Dieser Beitrag gehört zur Artikelserie Richtlinien für barrierefreie Webinhalte WCAG 2.0. Er soll die Erfolgskriterien, Bedeutung und Umsetzung der Richtlinie 2.2 Ausreichend Zeit darstellen sowie Website Beispiele aufzeigen.
„Geben Sie den Benutzern ausreichend Zeit, Inhalte zu lesen und zu benutzen.“
Erfolgskriterien der Richtlinie 2.2
- 2.2.1 Zeiteinteilung anpassbar: Für jede zeitliche Begrenzung, die vom Inhalt festgelegt wird, gilt mindestens eines der Folgenden: (Stufe A)

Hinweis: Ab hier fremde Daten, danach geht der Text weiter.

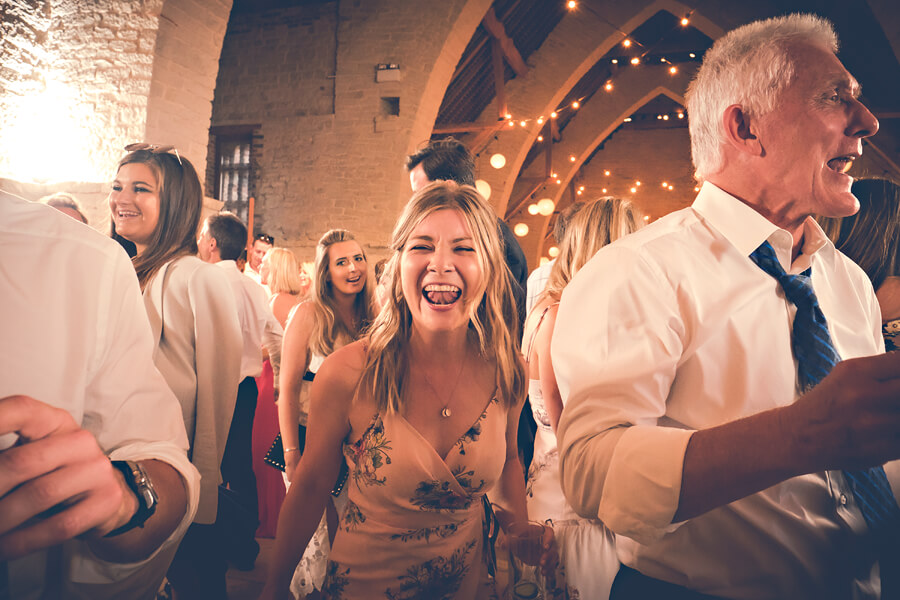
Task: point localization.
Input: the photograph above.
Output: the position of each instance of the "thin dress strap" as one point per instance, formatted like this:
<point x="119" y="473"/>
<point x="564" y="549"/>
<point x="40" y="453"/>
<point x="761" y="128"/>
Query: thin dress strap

- Abschalten: Der Benutzer kann die zeitliche Begrenzung abschalten, bevor er darauf trifft oder
- Anpassen: Der Benutzer darf die zeitliche Begrenzung anpassen, bevor er darauf trifft, und zwar so weitreichend, dass es sich um die mindestens zehnfache Zeit der Standardeinstellung handelt oder
- Ausweiten: Der Benutzer wird gewarnt, bevor die Zeit abläuft und bekommt mindestens 20 Sekunden Zeit, um die zeitliche Begrenzung mit einer einfachen Handlung auszuweiten (zum Beispiel: „Drücken Sie die Leertaste“) und der Benutzer darf die zeitliche Begrenzung mindestens 10 mal ausweiten oder
- Echtzeit-Ausnahme: Die zeitliche Begrenzung ist ein erforderlicher Bestandteil eines Echtzeit-Ereignisses (zum Beispiel einer Auktion) und es gibt keine Alternative zur zeitlichen Begrenzung oder
- Unentbehrliche Ausnahme: Die zeitliche Begrenzung ist unentbehrlich und eine Ausweitung dieser würde die Handlung ungültig machen oder
- 20 Stunden-Ausnahme: Die zeitliche Begrenzung beträgt mehr als 20 Stunden.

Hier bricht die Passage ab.